Kondisi lalai ini akan semakin parah bila sikap kufur nikmat telah meresap dalam jiwa kita. Nikmat-nikmat Allah Ta’ala kita abaikan begitu saja. Motor yang tidak bocor di pagi hari sebelum berangkat kerja, jalanan lancar tanpa kendala, cuaca cerah tanpa rintik hujan, dan yang sejenis itu sangat jarang kita syukuri secara mendalam. Bukankah orang bisa stres berat bila kunci motor tidak kunjung diketemukan, padahal pada saat itu, motor tersebut sangat dibutuhkan?
Di kehidupan sekitar kita, kita menemukan banyak sekali kejadian tiba-tiba ini. Bendungan yang tiba-tiba hancur, jembatan yang tiba-tiba runtuh, dan bukit yang tiba-tiba longsor merupakan beberapa contoh. Tentu saja, contoh lainnya masih bisa disebutkan.

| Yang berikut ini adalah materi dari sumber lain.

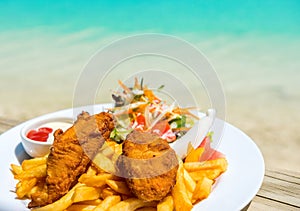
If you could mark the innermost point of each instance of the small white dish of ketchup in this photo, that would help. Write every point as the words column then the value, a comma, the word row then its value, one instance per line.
column 37, row 137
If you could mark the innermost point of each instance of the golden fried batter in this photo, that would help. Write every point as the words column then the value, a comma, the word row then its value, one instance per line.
column 149, row 165
column 71, row 153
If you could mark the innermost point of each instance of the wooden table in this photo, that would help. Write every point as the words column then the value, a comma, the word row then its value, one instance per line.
column 280, row 189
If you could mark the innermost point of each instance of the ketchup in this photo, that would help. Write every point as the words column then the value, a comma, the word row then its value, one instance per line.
column 41, row 134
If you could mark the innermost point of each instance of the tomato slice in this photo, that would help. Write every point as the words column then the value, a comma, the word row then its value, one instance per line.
column 161, row 127
column 45, row 129
column 38, row 135
column 209, row 153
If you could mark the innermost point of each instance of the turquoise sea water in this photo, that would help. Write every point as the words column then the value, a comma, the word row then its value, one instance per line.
column 253, row 45
column 235, row 17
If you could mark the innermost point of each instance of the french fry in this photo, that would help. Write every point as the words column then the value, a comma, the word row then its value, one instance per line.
column 25, row 187
column 194, row 154
column 104, row 163
column 85, row 193
column 81, row 207
column 188, row 181
column 96, row 180
column 146, row 209
column 131, row 204
column 91, row 171
column 107, row 203
column 35, row 172
column 179, row 192
column 118, row 186
column 220, row 163
column 108, row 192
column 62, row 203
column 190, row 184
column 202, row 190
column 16, row 170
column 167, row 204
column 31, row 163
column 95, row 202
column 210, row 174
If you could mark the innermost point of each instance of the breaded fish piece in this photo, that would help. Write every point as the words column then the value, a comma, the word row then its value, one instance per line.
column 71, row 154
column 149, row 165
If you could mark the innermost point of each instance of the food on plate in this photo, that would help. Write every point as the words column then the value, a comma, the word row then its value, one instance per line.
column 41, row 134
column 122, row 160
column 140, row 109
column 149, row 165
column 70, row 155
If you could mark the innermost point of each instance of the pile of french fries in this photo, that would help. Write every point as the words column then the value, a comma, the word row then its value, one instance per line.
column 100, row 189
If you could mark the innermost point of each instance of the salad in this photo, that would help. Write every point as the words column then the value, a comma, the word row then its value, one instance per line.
column 138, row 108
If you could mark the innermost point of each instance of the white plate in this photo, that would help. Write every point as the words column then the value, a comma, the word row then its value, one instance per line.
column 233, row 191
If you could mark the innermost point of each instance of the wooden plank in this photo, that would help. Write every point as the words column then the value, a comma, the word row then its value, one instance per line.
column 260, row 203
column 281, row 187
column 280, row 191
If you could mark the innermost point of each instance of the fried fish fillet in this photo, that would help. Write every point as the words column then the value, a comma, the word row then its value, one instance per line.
column 71, row 154
column 149, row 165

Benar sekali, seringkali sebuah ujian diawali oleh gejala-gejala, terutama gejala perilaku orang-orangnya. Bukankah gejala perilaku berbohong dapat berlanjut pada pengurangan kualitas kerja, yang berakhir pada hancurnya hasil kerja dengan cepat?
Ini berarti penguatan mental spiritual masyarakat sangat perlu dilakukan. Tidak hanya sesaat saja, tapi ini dilakukan terus menerus. Karena waktu yang diperlukan sangat lama. Apalagi, tahapan-tahapannya membutuhkan kesabaran yang luas.   
Pembangunan mental spiritual perlu dilakukan secara proaktif. Bila pembangunan mental spiritual ini dilakukan ketika atau paska adanya suatu kasus, hampir dapat dipastikan itu semua telah terlambat.
Edukasi dan penyebaran informasi perlu terus dilakukan. Sehingga, internalisasi dapat terus terjadi. Ini selain mencegah pada gejala-gejala perilaku yang merusak, juga penting dalam menguatkan jiwa ketika musibah datang. Potensi stres dan akibat-akibat destruktifnya dapat berkurang.
Sungguh, kita selalu memiliki keterbatasan. Allah Ta’ala sering menyimpan rahasia-Nya, dan sering pula membuka rahasia tersebut dengan tiba-tiba. Maka, apakah kita telah bersiap?
Semoga, dengan persiapan itu, sebagaimana telah disebutkan, kita dapat melakukan dua hal sekaligus: mencegah kerusakan yang sangat mungkin kita lakukan serta respon buruk suatu keadaan. Amin, amin, amin yaa rabbal ‘alamin.